Tuesday, 10 April 2012

IT’S A MACRO / MICRO THING.

10:49:00 Posted by Lara Clayton , , , , , , 4 comments

I find that poetry changes the way in which you see the world; the more you write, read and engage with poetry, the more you notice. Eyes, once immature and full of glances, learn to focus, to be steady and to be patient. Like the zoom lens on a camera, life-size is magnified. Thought, rather than being merely an okra seed, becomes a coiled woodlouse; an armoured marble; an ammonite carved into snakestone, complete with the legend of Saint Hilda.

In poetry, it is not the form or the size of the poem that determines whether it could be classified as large or small, but rather it is the subject, the thought, or the idea contained within the parameters of the form. For example, the haiku is small (with  its seventeen syllables), yet its subject is often thought, traditionally, to be great – starting with a macro view of the world and then becoming more specific (the micro view).

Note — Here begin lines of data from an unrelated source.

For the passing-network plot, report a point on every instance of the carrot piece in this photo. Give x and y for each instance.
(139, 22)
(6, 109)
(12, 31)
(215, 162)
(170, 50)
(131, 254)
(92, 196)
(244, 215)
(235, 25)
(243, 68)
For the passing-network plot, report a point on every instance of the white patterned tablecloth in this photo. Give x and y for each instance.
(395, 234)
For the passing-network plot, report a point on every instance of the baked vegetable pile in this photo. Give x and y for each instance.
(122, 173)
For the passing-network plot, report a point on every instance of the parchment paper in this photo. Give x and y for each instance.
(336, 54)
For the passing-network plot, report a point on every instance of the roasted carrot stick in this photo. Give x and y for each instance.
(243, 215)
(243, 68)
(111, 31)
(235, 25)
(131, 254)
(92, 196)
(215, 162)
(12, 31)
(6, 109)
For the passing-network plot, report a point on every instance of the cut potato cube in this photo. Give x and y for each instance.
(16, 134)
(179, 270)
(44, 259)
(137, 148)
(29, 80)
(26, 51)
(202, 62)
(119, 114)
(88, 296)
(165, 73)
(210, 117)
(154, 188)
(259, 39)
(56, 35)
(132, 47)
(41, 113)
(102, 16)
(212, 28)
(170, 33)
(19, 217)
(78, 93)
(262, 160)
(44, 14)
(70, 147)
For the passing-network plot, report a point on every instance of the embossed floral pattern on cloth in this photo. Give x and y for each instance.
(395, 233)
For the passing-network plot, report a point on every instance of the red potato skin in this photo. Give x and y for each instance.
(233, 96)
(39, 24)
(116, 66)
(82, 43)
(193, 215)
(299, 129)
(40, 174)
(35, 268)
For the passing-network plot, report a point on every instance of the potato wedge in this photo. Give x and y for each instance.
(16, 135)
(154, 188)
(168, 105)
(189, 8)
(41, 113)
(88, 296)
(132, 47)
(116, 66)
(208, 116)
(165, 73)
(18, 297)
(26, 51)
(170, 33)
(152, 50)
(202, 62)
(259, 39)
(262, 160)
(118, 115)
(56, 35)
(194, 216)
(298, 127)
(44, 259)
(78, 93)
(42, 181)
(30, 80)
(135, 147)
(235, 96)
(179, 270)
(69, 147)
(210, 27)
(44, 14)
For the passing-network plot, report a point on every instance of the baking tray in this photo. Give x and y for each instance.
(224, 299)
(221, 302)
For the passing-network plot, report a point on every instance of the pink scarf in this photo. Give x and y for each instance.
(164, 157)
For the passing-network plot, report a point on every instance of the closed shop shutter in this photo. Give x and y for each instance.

Often, within my own poetry, I find myself using this macro/micro technique – beginning with a large image and then zooming in on a smaller detail. It is these little, usually unnoticed, observations that create the depth and prevent the poem from being merely a backdrop. You want to surprise the reader: tell them something new, give them a different view of the world.


Recycling

Compost and soot from allotment bonfires
is forked into the freshly dug soil.

Old wardrobes and skirting boards
are cut to make raised beds.

A rusty swing frame is draped with green netting –
ready for when the runner beans start to climb.

Thank you for reading,
Lara
Reactions:

4 comments:

Ashley R Lister said...

Excellent post (as always).

I have to ask - what are those things in the picture?

Ash

Jim Murdoch said...

I have always favoured an aphoristic style of poetry and it’s rare for any of my poems to be more than a few lines long. Longer poems are fine where there’s a narrative—‘Tam o’ Shanter’ or ‘The Rime of the Ancient Mariner’—but, for me, compression is everything. I often say, “Say what you have to say and get off the page.” I’m also fond of punch lines—which your poem lacks—because I think it’s particularly helpful to the reader to go out with a bang, a bit like the moral at the end of a fable. Had this been my poem I would have probably added, as a final line: “What goes around comes around.” Zooming in on images is fine but without a setting or a context it’s sometimes hard to join the dots. I find this with art. Sometimes I’ll look at a diptych (or a triptych in your case) and struggle to see the connection between the images. This is where a creative title, as opposed to a label—which I’m as guilty as the next poet for using—helps so, rather than adding that extra line, changing the title to ‘What Goes Around Comes Around’ might work better. This is just me thinking out loud of course. It’s your poem and I don’t mean to criticise. I’m just trying to illustrate how I might have tackled the material.

Nikki Magennis said...

Great post and I like the images in the poem, Lara.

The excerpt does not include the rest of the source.